Он, казалось, хотел добавить: «Стоило для этого стараться, сидеть целые дни за столом, скрипеть пером, а какие дни стояли, и даже на лыжах ни разу не побегали, что же у вас за кровь, наверно вроде кефира или простокваши, человек должен двигаться, а вы даже гайна белки не пошли посмотреть, и ничего-то вы на свете не видите».
Конечно, он думал так, но деликатно промолчал, все же был некоторым образом в роли хозяина, и готовно предложил проводить меня до станции за три километра.
Я простился с Марией Ивановной, поблагодарил за все, особенно за то, что она навела меня на след классиков, и мы с Володей пошли к станции. Володя, в своем пальтишке с меховым воротником, шел рядом, по временам отбирал у меня чемоданчик и нес его, совсем легкий чемоданчик, и какая же будущая, находящаяся в нем книга может ничего не весить, у него, наверно, не было никакой веры в нее.
— Весной приедете к нам еще? — спросил он, все же памятуя о гостеприимстве.
— Нет, весной я, по твоему совету, поскитаюсь... поеду куда-нибудь, может быть на Север, поизучать жизнь медведей или росомах, о них никто еще не написал как следует.
Он с недоверием посмотрел на меня, подумал, потом спросил:
— Знаете, если вы в июне поедете, я тогда свободен, у нас в школе занятия кончаются к первому июня. Я бы тогда мог поехать вместе с вами, а с вами меня бабушка отпустит, — знаете, что она сказала про вас? Она сказала про вас, что вы надежный писатель, а что́ это значит — наверно, что еще напишете что-нибудь хорошее?

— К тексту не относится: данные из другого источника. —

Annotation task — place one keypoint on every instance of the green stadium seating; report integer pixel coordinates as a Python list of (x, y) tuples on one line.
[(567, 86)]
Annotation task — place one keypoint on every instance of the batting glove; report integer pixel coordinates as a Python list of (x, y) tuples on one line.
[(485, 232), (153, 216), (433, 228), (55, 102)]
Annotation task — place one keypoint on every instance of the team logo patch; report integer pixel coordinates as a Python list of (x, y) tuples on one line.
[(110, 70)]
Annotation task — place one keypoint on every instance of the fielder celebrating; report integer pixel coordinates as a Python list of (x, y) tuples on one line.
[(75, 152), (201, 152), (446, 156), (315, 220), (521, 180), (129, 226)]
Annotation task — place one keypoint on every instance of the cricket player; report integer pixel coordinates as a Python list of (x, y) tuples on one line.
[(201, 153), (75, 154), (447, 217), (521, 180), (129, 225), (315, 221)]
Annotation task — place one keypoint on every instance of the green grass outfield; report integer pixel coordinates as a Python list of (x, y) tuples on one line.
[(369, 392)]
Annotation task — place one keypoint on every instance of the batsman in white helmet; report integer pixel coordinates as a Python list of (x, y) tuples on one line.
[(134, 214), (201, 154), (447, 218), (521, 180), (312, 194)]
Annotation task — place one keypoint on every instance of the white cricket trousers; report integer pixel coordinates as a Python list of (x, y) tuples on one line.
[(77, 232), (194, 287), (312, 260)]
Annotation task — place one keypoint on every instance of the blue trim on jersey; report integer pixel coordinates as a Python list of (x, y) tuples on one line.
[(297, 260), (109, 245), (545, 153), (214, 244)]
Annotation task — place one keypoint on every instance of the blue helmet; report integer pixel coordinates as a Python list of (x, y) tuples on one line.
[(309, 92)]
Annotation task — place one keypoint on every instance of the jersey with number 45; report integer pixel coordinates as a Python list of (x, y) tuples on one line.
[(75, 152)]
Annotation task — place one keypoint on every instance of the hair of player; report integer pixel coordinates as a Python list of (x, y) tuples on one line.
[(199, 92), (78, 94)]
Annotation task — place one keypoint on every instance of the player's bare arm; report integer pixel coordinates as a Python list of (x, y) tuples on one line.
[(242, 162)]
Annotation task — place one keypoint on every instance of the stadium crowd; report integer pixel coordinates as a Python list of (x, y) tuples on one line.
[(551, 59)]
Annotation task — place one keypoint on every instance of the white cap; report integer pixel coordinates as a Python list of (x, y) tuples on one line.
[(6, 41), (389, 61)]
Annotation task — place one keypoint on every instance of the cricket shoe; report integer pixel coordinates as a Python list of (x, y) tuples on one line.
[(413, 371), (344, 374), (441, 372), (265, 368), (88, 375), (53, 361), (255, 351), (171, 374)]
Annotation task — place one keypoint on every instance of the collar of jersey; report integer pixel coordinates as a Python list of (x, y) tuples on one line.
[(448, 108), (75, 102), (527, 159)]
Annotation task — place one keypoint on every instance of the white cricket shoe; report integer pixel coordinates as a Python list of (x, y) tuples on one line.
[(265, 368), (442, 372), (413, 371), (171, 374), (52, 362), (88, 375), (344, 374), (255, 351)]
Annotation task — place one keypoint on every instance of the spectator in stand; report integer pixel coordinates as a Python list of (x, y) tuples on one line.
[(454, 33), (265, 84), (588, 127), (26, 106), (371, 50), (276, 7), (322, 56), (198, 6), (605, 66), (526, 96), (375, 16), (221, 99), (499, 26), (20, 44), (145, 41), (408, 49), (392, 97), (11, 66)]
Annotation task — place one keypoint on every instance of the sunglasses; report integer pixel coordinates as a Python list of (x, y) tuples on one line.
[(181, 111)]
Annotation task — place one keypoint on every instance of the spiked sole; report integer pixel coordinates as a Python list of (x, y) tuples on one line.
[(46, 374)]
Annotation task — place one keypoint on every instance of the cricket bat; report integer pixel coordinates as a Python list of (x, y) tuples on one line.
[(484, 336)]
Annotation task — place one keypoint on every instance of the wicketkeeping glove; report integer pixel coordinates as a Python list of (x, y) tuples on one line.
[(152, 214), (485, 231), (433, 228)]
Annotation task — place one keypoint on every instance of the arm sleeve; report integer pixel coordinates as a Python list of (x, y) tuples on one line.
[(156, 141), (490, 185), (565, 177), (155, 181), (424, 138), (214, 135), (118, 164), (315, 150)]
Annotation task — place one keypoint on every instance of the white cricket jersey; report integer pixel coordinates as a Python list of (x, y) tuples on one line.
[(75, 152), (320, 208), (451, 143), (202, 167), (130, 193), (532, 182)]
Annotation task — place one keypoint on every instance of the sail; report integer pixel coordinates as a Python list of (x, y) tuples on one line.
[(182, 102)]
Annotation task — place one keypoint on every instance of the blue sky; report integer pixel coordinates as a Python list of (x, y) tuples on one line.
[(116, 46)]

— Наверно, именно это имела она в виду, — подтвердил я. — Бабушка у тебя добрая и снисходительная. А жизнь медведей поедем вместе поизучать, нам с тобой недостает этих сведений.
— Конечно, — согласился Володя несколько неуверенно. — Я бы с удовольствием.
В эту минуту я, наверно, тоже показался ему надежным писателем, я понял это по тому, что он озабоченно крикнул мне вслед, когда я садился в поезд: «Чемоданчик с рукописью не потеряйте!», потом еще шел торопливо рядом с окном вагона и показывал жестами, чтобы я только не забыл чемоданчика в вагоне.